The Glory of The Empire: A Novel, A History
Anka Muhlstein and Daniel Mendelsohn discuss The Glory of The Empire by Jean d’Ormesson (New York Review of Books), the rich and absorbing history of an extraordinary empire, at one point a rival to Rome. Rulers such as Basil the Great of Onessa, who founded the Empire but whose treacherous ways made him a byword for infamy, and the romantic Alexis the bastard, who dallied in the fleshpots of Egypt, studied Taoism and Buddhism, returned to save the Empire from civil war, and then retired “to learn to die,” come alive in The Glory of the Empire, along with generals, politicians, prophets, scoundrels, and others. Jean d’Ormesson also goes into the daily life of the Empire, its popular customs, and its contribution to the arts and the sciences, which, as he demonstrates, exercised an influence on the world as a whole, from the East to the West, and whose repercussions are still felt today. But it is all fiction, a thought experiment worthy of Jorge Luis Borges, and in the end The Glory of the Empire emerges as a great shimmering mirage, filling us with wonder even as it makes us wonder at the fugitive nature of power and the meaning of history itself. In English. Free and open to the public. No RSVP necessary. Please note that seating is limited and available on a first come, first served basis.

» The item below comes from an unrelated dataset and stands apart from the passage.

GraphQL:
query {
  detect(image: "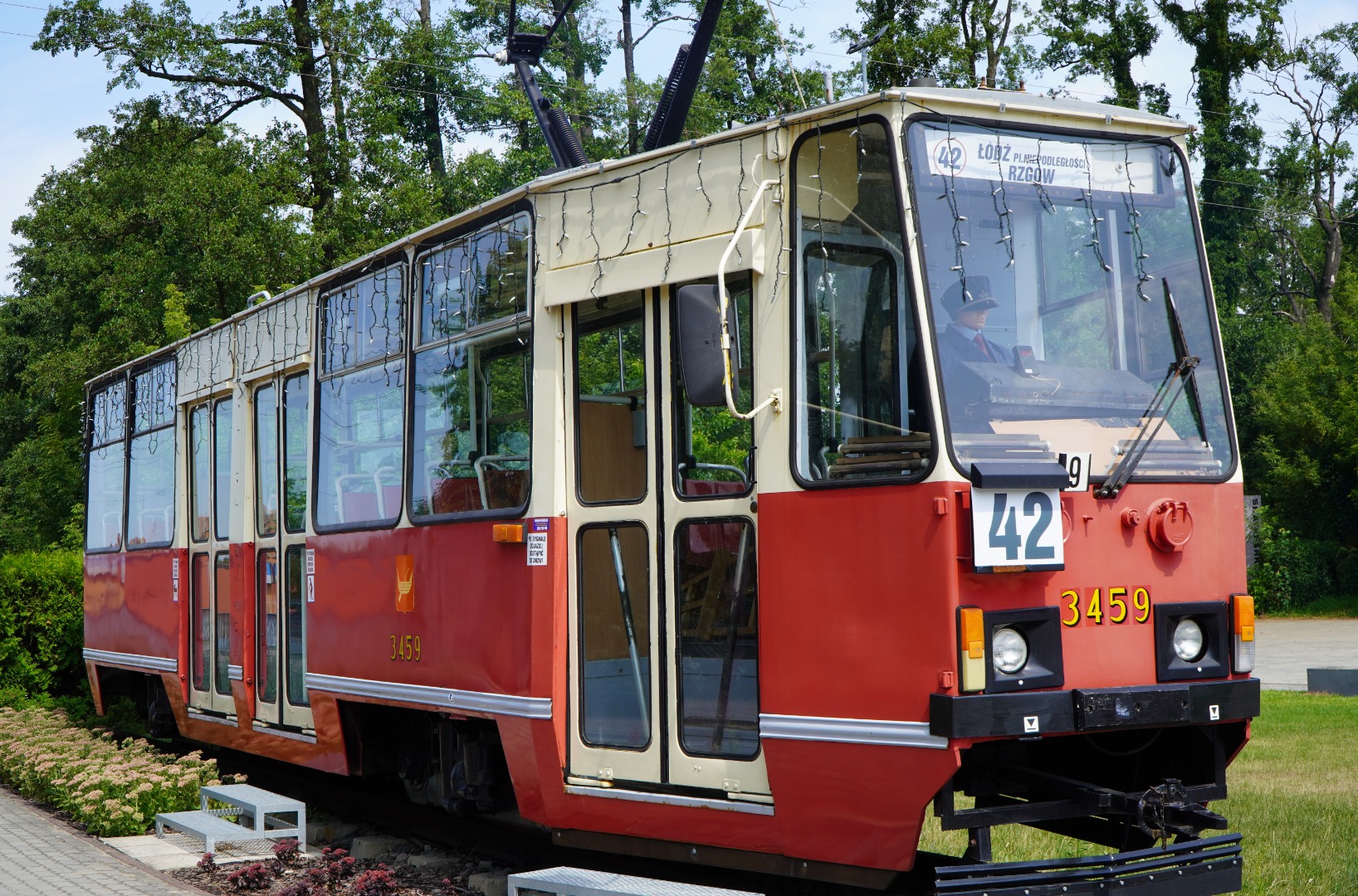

Daniel Mendelsohn was born in 1960 and studied Classics at the University of Virginia and at Princeton. His essays and reviews appear regularly in The New York Review of Books, The New Yorker, and The New York Times Book Review. His books include The Lost: A Search for Six of Six Million; a memoir, The Elusive Embrace; and two collections of critical essays, including Waiting for the Barbarians: Essays from the Classics to Pop Culture, published by New York Review Books. He teaches literature at Bard College.
Anka Muhlstein is the author of biographies of Queen Victoria, James de Rothschild, and Cavelier de La Salle; studies on Catherine de Médicis, Marie de Médicis, and Anne of Austria; a double biography, Elizabeth I and Mary Stuart; and most recently, Balzac’s Omelette and Monsieur Proust’s Library (Other Press). She won the Goncourt Prize for her biography of Astolphe de Custine, andhas twice received the History Prize of the Académie française. She and her husband, Louis Begley, are the authors of Venice for Lovers. They live in New York City. Her new book, The Pen and the Brush: How Passion for Art Shaped Nineteenth-Century French Novels, will be published in France this fall; an English translation will be available in the US in January 2017.